In fact, some of the exclusions are inconsistent with federal consumer protections contained in the recently enacted healthcare reform law, state Attorney General Andrew Cuomo says.

At the same time he disclosed the probe’s findings, state Attorney General Andrew Cuomo announced that he has subpoenaed the records of the 10 largest insurers of students in the nation as well as those of five large brokers, agents and consultants.

He says that was done because the investigation found “troubling and conflicted relationships” between agents and health insurers.

These involved undisclosed contracts that created incentives for the agents to work against the best interests of students and to persuade schools to take and maintain overly costly plans, Cuomo says.

He says the investigation also found that, in addition to providing limited coverage, many school-sponsored plans are unnecessarily costly.

“In many cases, the amount of claims paid out by the insurance company is only a fraction of the premiums students pay, resulting in excessive profits for the insurance companies,” Cuomo says.

Cuomo also says he has sent a letter to more than to more than 300 colleges, universities, professional schools, and trade schools.

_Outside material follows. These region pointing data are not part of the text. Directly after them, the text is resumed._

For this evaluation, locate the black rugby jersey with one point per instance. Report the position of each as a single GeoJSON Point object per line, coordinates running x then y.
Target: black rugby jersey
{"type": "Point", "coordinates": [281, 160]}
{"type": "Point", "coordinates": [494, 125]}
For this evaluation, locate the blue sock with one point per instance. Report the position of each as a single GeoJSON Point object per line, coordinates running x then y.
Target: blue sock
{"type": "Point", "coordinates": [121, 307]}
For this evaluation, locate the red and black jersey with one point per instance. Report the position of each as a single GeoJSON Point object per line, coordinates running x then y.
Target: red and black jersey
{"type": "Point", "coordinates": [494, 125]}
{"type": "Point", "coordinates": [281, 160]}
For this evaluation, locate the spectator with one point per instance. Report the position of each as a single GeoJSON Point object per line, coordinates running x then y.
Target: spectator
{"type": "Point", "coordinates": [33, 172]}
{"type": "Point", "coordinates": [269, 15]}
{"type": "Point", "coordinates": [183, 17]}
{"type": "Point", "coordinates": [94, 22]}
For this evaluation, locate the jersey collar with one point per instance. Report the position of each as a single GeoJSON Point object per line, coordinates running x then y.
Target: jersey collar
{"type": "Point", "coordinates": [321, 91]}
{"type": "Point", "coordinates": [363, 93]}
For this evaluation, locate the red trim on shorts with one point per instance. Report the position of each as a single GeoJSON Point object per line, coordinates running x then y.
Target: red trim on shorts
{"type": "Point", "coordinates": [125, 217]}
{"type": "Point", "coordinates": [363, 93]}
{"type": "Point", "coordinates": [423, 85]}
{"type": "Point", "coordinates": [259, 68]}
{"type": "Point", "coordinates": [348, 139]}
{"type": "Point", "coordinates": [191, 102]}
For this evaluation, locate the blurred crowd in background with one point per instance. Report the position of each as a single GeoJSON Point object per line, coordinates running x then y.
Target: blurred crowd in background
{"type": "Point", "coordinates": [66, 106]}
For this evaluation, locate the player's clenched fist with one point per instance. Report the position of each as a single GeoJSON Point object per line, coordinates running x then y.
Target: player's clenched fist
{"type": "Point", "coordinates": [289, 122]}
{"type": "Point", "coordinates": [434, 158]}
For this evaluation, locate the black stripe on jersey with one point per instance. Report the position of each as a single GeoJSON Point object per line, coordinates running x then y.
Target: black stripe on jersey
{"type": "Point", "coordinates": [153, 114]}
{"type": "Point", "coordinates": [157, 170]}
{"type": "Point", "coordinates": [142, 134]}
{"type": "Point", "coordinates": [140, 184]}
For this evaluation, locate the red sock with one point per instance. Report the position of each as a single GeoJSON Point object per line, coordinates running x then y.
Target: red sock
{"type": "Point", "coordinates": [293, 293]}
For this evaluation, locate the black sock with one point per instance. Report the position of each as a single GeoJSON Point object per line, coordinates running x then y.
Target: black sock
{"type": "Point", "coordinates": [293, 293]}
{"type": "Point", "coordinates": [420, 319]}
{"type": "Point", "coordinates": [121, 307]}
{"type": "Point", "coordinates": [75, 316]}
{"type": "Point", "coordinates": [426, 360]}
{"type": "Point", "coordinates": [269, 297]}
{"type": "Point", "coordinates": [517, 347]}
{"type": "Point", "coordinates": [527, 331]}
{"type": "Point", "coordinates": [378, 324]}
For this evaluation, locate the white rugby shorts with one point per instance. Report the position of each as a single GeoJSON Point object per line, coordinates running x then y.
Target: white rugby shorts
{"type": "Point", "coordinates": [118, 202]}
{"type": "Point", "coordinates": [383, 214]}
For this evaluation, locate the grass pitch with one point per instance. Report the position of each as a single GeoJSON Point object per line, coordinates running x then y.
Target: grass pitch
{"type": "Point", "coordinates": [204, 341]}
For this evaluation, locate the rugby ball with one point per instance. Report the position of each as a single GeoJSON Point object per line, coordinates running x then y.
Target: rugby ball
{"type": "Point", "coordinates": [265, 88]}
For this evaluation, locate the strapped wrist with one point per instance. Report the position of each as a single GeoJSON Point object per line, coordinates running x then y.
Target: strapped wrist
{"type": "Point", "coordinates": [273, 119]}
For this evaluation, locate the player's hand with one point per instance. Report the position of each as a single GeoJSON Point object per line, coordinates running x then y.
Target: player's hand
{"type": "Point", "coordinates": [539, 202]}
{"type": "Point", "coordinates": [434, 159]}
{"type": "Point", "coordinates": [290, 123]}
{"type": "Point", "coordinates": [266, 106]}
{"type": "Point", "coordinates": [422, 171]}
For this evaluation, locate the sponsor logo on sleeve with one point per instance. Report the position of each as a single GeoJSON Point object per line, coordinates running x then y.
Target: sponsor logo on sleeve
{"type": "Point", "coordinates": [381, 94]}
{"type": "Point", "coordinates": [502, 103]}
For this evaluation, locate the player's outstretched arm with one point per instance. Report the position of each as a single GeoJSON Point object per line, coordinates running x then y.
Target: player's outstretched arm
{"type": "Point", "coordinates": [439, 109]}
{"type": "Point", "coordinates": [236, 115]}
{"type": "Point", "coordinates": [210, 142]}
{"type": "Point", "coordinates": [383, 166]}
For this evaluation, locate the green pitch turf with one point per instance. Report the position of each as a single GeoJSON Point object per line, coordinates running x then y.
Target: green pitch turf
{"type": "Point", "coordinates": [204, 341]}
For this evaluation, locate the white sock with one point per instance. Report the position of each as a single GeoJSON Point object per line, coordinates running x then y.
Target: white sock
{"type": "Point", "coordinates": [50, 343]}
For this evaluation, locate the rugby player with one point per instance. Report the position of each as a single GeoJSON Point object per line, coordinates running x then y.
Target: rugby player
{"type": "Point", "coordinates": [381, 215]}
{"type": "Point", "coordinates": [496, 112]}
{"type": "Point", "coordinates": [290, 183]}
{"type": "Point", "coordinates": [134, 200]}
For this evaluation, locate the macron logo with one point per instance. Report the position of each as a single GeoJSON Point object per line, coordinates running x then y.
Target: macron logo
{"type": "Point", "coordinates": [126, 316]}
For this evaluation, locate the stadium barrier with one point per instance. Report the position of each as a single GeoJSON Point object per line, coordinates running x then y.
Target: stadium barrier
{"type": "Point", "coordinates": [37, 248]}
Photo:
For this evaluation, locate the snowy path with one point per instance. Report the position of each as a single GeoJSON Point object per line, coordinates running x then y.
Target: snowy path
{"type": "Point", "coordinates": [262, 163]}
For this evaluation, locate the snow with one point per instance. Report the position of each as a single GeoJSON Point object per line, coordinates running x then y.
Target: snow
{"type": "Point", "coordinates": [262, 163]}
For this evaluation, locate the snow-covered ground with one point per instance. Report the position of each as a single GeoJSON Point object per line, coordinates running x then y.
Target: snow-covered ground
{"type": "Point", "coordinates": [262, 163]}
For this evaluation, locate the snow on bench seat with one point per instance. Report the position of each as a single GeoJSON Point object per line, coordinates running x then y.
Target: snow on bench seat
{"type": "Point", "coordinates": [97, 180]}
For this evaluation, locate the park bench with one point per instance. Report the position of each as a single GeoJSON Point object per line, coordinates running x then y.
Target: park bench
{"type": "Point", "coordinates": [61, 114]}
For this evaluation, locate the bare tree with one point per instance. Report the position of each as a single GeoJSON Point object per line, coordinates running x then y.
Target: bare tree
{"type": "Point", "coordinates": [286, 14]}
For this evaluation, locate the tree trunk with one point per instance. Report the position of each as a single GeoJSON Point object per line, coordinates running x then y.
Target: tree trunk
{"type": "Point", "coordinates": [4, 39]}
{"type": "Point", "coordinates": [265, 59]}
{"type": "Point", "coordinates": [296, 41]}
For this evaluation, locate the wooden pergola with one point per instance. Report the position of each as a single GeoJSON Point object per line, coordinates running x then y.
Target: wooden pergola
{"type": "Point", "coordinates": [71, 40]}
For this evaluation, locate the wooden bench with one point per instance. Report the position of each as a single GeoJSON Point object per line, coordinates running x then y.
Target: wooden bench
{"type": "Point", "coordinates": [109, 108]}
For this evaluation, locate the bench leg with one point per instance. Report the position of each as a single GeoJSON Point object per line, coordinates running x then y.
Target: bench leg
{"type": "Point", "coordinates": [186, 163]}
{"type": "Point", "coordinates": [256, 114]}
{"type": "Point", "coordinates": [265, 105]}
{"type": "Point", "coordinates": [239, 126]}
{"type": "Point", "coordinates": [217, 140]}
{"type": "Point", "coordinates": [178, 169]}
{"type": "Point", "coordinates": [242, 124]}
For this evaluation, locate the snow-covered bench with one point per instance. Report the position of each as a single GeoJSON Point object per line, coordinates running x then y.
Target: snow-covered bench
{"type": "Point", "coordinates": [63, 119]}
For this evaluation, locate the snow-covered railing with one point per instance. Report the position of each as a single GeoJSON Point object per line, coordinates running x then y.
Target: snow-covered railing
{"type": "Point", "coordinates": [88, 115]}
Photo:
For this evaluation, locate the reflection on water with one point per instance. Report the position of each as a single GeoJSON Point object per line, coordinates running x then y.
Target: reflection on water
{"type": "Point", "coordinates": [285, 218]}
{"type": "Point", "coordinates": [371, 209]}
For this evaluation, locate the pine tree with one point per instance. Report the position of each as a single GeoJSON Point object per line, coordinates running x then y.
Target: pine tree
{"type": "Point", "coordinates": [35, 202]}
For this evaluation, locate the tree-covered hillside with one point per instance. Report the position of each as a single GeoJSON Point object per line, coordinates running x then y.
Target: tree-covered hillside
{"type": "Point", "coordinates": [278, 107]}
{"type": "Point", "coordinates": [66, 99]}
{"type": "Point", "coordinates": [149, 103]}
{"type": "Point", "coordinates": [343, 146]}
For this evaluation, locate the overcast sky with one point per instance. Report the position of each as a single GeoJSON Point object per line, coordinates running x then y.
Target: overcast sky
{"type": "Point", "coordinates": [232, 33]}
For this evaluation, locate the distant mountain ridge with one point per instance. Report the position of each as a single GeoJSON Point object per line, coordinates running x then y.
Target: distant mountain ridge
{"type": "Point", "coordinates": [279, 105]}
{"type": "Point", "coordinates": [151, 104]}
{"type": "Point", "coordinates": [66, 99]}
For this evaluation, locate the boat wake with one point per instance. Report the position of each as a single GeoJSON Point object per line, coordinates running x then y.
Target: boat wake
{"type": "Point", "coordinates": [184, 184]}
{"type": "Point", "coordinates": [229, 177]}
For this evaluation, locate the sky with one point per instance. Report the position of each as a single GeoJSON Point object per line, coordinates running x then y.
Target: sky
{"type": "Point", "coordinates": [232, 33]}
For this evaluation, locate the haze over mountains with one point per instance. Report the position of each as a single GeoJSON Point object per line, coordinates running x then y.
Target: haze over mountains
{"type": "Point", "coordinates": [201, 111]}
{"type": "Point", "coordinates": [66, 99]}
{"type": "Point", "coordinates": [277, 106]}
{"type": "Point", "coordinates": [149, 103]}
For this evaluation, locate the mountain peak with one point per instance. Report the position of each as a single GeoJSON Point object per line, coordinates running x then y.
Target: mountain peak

In the letter, Cuomo writes he advised them to review their sponsored student health insurance plans and alter potential problems that add gratuitous expenses and put students at risk. The letter was sent to schools across New York and to certain out-of-state institutions attended by New York residents.

He says the investigation, a spinoff of a probe of the student lending industry he launched in 2007, found that many colleges and universities require students to purchase a school-endorsed, private health insurance plan unless students prove that they have comparable insurance coverage.

“Many of the sponsored health care plans looked at during our investigation leave students at risk while providing massive profits for insurance companies,” Cuomo says.

“It is important for students to have adequate health care coverage to protect themselves during times of illness or injury, but a bad health insurance plan can have catastrophic and long-lasting effects on a young person’s life,” he says.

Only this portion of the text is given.